5 points by styler 1865 days ago | hide | past | web | favorite | 8 comments
I'm sure that quite a few of you had a great idea, got it going under your own steam but then began to struggle with direction, strategy, scaling, volume of admin, addiction to Angry Birds, coffee bean budget, whatever. Then you found a mentor, who helped you get past that or those problems and now everything is going swimmingly.

To those of you - how did you find or manage to attract that person? Did they come to you? Did you have to get down on your knees and beg? Did you make promises, sign your life away?

I'd love to know! I founded Not a Bad Dad earlier this year. It's still a tiny shadow of what I've got planned, and the reception has been great so far, but I'm struggling to figure out what to do next and how to do it. Would love to find someone who's been here before!

My 2 cents... definitely start with warm leads. Reach out to your network of friends, colleagues, etc, and ask them if they know of any good mentors in your related field. It can be as general as "I'm looking for an experienced entrepreneur" or it can be as specific as "I'm looking for someone who knows how to setup a cap table". Next step - Ask your contacts to make an email introduction for you. Now here's the key. Have humility. Your response to the introduction should be sincere and appreciative. Assuming you're looking for financing advice, you might try something like this:

"Hi <Name> - It's very nice to (virtually) meet you. As <your contact's name> mentioned, I just started my own company, and I'm looking for some mentorship/guidance on financing my venture. I understand that you have some deep experience in Venture Capital.

My question is... would you be willing to meet with me for coffee to give me your perspective on financing entrepreneurship, where angel comes in, where VC comes in, and perhaps how we should lay the foundation for VC in the future? Please let me know! I'd really appreciate it."

Make sure you're thoughtful about the request. I wouldn't just say "I'm looking for your help to get funded." Ask about their perspective, and definitely make sure you ask for a face-to-face meeting, though you might have to settle for over the phone. You'll be surprised how many people will accept the request in the spirit of "giving back" and "paying it forward".

I'm interested in learning this too.
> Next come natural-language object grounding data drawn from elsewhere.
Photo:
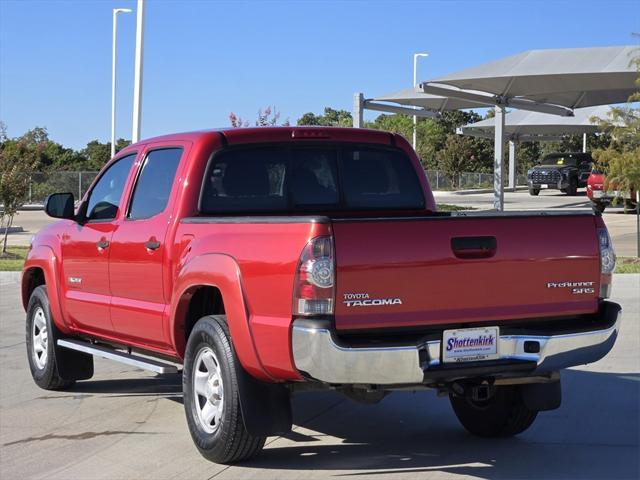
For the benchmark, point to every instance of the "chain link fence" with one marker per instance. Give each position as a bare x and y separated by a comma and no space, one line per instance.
44,184
467,180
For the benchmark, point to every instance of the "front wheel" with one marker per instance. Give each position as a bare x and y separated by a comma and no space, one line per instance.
502,415
211,395
42,350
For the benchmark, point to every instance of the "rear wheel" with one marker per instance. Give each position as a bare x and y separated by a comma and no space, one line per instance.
211,395
502,415
598,206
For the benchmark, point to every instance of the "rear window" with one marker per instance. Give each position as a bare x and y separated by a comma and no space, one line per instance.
301,179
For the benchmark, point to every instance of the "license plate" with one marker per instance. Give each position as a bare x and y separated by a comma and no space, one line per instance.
470,344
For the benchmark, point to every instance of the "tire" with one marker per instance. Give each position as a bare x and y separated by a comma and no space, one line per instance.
215,423
503,415
42,351
572,189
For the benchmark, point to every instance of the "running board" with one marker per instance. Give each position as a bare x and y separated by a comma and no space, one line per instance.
111,354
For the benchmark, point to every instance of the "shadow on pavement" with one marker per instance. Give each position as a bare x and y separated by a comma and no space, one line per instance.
594,434
167,386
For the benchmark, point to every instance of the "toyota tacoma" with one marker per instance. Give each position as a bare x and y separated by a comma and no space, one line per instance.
261,262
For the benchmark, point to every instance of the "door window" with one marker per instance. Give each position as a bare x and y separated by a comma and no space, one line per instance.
104,199
153,187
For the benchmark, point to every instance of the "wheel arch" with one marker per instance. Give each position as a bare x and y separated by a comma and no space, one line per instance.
41,268
208,282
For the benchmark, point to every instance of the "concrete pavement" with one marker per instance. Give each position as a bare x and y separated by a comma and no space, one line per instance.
621,226
126,423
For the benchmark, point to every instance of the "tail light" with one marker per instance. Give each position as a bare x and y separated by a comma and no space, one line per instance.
313,289
607,262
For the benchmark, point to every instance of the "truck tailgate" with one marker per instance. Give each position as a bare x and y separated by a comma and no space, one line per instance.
450,270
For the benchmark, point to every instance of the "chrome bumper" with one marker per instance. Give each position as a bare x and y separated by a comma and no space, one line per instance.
319,354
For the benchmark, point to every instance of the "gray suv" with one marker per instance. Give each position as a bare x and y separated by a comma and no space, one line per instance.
561,171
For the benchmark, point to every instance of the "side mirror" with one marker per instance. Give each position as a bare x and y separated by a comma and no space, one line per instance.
60,205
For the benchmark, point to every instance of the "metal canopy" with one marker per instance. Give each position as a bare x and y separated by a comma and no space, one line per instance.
550,81
522,126
566,78
436,103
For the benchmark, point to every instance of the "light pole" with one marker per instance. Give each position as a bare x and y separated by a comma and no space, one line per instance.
116,11
137,80
415,84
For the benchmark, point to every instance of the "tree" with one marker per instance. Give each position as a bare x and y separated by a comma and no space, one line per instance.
18,160
330,118
267,117
456,157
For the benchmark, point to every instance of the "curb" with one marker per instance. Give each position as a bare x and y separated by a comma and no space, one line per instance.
11,230
477,190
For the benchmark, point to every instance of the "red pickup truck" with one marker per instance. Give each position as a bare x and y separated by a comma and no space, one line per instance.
268,261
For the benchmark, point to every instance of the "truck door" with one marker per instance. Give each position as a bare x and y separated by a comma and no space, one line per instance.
138,248
86,247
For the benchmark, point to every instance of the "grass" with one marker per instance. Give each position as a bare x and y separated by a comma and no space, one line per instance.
627,265
14,260
445,207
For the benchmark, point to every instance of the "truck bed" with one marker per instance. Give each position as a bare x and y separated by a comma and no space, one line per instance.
462,268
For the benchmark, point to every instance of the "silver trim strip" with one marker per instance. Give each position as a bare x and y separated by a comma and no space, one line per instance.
110,354
317,354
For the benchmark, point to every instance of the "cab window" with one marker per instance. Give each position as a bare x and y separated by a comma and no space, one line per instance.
104,199
153,187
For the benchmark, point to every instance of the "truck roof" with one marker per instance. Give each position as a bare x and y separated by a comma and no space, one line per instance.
283,134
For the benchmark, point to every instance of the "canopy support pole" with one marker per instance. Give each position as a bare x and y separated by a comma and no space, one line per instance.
498,159
358,110
512,165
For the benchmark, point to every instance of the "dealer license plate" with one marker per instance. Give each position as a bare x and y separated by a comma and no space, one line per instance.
470,344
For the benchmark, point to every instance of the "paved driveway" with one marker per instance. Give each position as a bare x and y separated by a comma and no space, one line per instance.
126,423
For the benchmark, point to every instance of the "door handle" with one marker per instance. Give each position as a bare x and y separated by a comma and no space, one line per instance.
152,245
474,247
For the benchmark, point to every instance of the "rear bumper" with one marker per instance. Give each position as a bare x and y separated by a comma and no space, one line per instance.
320,355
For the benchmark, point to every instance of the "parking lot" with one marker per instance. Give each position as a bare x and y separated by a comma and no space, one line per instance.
126,423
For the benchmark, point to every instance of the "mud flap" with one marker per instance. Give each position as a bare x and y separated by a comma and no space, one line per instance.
542,396
71,365
266,407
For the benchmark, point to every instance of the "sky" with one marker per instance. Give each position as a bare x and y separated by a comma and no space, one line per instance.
205,59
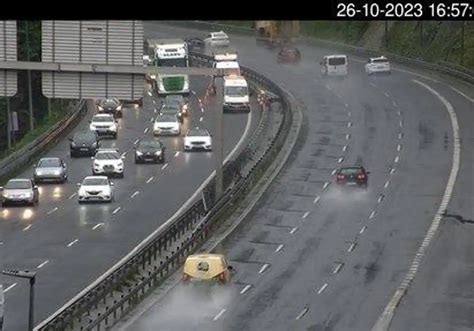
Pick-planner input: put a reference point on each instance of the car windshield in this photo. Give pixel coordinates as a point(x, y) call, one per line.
point(337, 61)
point(83, 137)
point(149, 144)
point(91, 181)
point(351, 171)
point(107, 156)
point(166, 118)
point(110, 102)
point(45, 163)
point(197, 133)
point(238, 91)
point(102, 119)
point(172, 62)
point(18, 184)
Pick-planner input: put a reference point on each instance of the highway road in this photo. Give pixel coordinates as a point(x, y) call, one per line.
point(71, 245)
point(314, 257)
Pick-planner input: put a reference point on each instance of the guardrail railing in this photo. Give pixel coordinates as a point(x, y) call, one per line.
point(25, 155)
point(182, 236)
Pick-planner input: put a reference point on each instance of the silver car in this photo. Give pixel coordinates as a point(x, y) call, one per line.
point(20, 191)
point(50, 169)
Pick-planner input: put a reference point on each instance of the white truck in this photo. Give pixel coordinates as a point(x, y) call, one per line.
point(236, 94)
point(170, 53)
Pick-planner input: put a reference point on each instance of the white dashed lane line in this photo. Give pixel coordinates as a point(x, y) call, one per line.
point(72, 242)
point(42, 264)
point(245, 289)
point(219, 315)
point(322, 288)
point(10, 287)
point(97, 226)
point(263, 268)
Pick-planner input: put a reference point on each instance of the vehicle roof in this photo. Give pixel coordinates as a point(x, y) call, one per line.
point(214, 263)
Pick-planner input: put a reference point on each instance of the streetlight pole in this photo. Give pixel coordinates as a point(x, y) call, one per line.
point(31, 276)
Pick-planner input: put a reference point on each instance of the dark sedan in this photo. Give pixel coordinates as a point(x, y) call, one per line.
point(84, 143)
point(150, 150)
point(110, 106)
point(354, 175)
point(289, 55)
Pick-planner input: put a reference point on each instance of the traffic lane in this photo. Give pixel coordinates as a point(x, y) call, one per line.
point(376, 264)
point(190, 168)
point(449, 307)
point(327, 136)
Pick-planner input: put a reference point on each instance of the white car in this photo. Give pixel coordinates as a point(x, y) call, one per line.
point(96, 188)
point(199, 139)
point(166, 124)
point(219, 38)
point(108, 162)
point(104, 125)
point(377, 65)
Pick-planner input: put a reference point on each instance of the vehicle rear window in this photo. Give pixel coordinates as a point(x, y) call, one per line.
point(337, 61)
point(49, 163)
point(351, 171)
point(18, 184)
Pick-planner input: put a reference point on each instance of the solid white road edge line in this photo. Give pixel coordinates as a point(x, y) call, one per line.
point(383, 322)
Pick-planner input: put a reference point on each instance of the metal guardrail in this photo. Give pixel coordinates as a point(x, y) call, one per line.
point(27, 154)
point(183, 235)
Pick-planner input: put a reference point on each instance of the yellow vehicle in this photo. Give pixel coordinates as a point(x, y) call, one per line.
point(276, 33)
point(202, 268)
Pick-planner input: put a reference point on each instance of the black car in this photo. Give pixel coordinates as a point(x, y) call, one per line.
point(150, 150)
point(195, 43)
point(110, 106)
point(84, 143)
point(354, 175)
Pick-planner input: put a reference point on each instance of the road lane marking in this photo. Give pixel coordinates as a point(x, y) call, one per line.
point(321, 290)
point(72, 242)
point(338, 268)
point(42, 264)
point(303, 312)
point(97, 226)
point(52, 211)
point(245, 289)
point(263, 268)
point(383, 322)
point(351, 247)
point(219, 315)
point(9, 287)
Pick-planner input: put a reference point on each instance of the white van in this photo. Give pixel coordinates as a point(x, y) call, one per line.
point(334, 65)
point(236, 94)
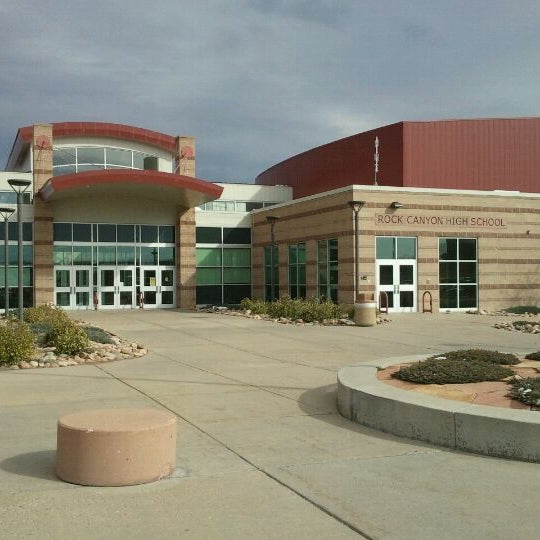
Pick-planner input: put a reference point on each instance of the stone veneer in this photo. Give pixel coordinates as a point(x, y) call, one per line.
point(185, 281)
point(42, 161)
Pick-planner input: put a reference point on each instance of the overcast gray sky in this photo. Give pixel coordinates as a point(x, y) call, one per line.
point(257, 81)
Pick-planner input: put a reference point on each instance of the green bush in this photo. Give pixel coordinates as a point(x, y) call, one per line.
point(526, 390)
point(45, 314)
point(68, 337)
point(492, 357)
point(452, 371)
point(16, 342)
point(97, 334)
point(523, 309)
point(308, 310)
point(520, 325)
point(40, 331)
point(257, 307)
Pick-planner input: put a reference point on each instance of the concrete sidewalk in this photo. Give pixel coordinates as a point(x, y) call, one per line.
point(262, 451)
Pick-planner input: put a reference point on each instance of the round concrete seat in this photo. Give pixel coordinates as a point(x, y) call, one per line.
point(116, 447)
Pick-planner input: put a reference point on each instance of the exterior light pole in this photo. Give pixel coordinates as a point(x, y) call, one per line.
point(5, 214)
point(272, 220)
point(19, 186)
point(355, 206)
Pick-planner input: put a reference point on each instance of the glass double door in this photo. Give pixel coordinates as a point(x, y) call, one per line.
point(157, 286)
point(73, 289)
point(114, 287)
point(396, 281)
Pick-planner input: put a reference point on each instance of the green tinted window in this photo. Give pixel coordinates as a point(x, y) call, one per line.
point(208, 276)
point(236, 257)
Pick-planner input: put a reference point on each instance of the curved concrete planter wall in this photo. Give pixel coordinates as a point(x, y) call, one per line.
point(492, 431)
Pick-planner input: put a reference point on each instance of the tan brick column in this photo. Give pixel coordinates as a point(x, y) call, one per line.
point(185, 284)
point(43, 216)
I was just looking at Slideshare's case and learned the following:

In this talk the founders mention how they were "outsiders" located in the Valley without much connection, and that their initial angels and advisors were their attorneys or those who had tried their service and were impressed by its utilities. http://siliconangle.com/blog/2010/02/24/slideshare-founders-...

In the first ever Techcrunch article about them, Michael Arrington mentions Ross Mayfield (VP of Biz Dev at Slideshare) made the intro. http://techcrunch.com/2006/10/04/introducing-slideshare-powe... This was Oct 2006.
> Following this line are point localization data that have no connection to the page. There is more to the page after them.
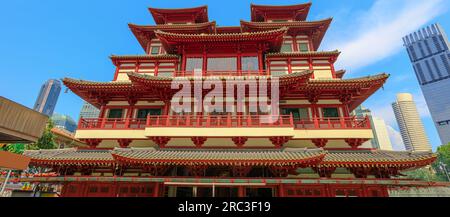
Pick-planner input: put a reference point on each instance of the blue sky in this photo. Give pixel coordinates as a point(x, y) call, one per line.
point(55, 39)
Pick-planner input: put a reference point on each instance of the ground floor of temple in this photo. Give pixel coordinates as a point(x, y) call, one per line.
point(230, 187)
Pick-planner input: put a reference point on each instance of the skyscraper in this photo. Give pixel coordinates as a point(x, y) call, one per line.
point(89, 111)
point(411, 127)
point(64, 122)
point(380, 135)
point(48, 96)
point(429, 52)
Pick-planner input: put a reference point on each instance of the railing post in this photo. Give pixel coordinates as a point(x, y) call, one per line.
point(343, 124)
point(291, 120)
point(316, 123)
point(127, 123)
point(368, 122)
point(188, 120)
point(208, 120)
point(102, 125)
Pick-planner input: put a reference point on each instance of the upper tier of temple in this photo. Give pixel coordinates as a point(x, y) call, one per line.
point(194, 22)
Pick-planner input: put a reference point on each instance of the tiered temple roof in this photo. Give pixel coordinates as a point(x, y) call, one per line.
point(234, 157)
point(297, 12)
point(183, 15)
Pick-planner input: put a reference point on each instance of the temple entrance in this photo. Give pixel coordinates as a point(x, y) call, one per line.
point(218, 191)
point(259, 192)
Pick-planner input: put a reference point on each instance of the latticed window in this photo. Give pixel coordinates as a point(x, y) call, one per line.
point(297, 113)
point(222, 64)
point(194, 63)
point(330, 112)
point(155, 50)
point(142, 113)
point(286, 47)
point(115, 113)
point(249, 64)
point(303, 47)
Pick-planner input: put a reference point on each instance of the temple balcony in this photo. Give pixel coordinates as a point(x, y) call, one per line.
point(226, 130)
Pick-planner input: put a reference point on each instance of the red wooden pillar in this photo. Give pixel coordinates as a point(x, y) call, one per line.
point(102, 111)
point(281, 190)
point(260, 57)
point(116, 73)
point(155, 73)
point(241, 191)
point(156, 190)
point(311, 67)
point(294, 43)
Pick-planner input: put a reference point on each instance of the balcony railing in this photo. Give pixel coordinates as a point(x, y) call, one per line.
point(223, 73)
point(225, 121)
point(220, 121)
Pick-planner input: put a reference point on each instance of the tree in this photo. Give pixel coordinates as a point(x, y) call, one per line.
point(443, 158)
point(47, 140)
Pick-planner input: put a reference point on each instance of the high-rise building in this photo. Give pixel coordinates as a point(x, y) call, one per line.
point(429, 52)
point(380, 135)
point(64, 122)
point(48, 96)
point(312, 149)
point(411, 127)
point(89, 111)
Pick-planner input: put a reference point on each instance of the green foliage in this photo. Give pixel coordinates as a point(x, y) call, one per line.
point(443, 153)
point(16, 148)
point(425, 174)
point(47, 140)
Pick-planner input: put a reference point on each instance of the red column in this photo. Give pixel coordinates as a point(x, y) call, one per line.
point(294, 43)
point(281, 190)
point(241, 191)
point(156, 190)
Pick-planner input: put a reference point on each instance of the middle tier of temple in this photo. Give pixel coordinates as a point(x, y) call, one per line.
point(277, 51)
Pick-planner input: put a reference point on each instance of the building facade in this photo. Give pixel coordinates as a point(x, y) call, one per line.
point(48, 97)
point(410, 124)
point(429, 53)
point(380, 134)
point(89, 111)
point(64, 122)
point(182, 119)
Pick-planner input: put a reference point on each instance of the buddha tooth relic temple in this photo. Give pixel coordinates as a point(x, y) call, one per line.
point(228, 111)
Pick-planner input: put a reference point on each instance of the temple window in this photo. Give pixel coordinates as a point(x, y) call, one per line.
point(194, 63)
point(222, 64)
point(297, 113)
point(249, 64)
point(286, 47)
point(303, 47)
point(115, 113)
point(330, 112)
point(155, 50)
point(142, 113)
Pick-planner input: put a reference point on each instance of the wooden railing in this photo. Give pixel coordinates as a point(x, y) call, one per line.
point(223, 73)
point(220, 121)
point(225, 121)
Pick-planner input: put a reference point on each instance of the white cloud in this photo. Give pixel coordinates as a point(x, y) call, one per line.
point(396, 138)
point(378, 33)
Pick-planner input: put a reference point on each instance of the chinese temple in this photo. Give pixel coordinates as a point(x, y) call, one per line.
point(141, 145)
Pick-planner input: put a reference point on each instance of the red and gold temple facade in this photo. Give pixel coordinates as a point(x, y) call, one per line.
point(140, 146)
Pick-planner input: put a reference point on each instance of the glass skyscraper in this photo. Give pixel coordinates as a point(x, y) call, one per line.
point(48, 96)
point(429, 52)
point(64, 122)
point(89, 111)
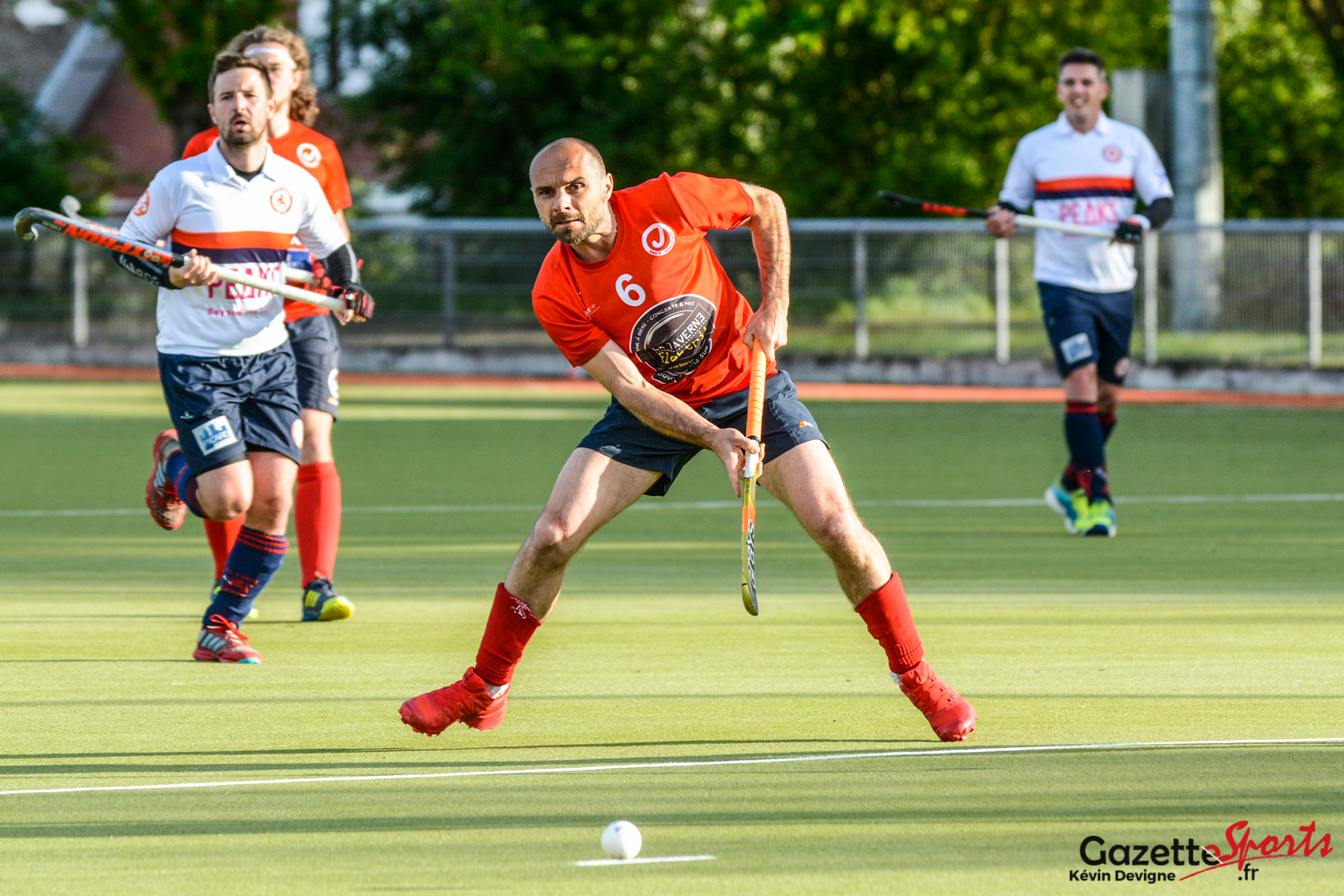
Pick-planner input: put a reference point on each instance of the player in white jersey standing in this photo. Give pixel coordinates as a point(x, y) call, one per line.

It took them some time to get connected to the advisors: started the company in 2006, got advisors in 2007 - 2008. See http://www.crunchbase.com/company/slideshare and http://www.amitranjan.com/2007/07/05/slideshare-news-welcomi...

Of course I'm only studying the surface, but in their case 1) useful product that the mentors would use (businesspeople use slides) 2) well-connected team member 3) time and persistence seemed to have helped.

skaipa - thanks for that - definitely something I've not taken advantage of so far. The "giving it back" spirit is really interesting...

good luck!

Read "The Symposium" by Plato.

and rc4algorithm - I have that in a bookcase somewhere!

keywonc - intriguing links. Will investigate - thanks!

Shoot me an email.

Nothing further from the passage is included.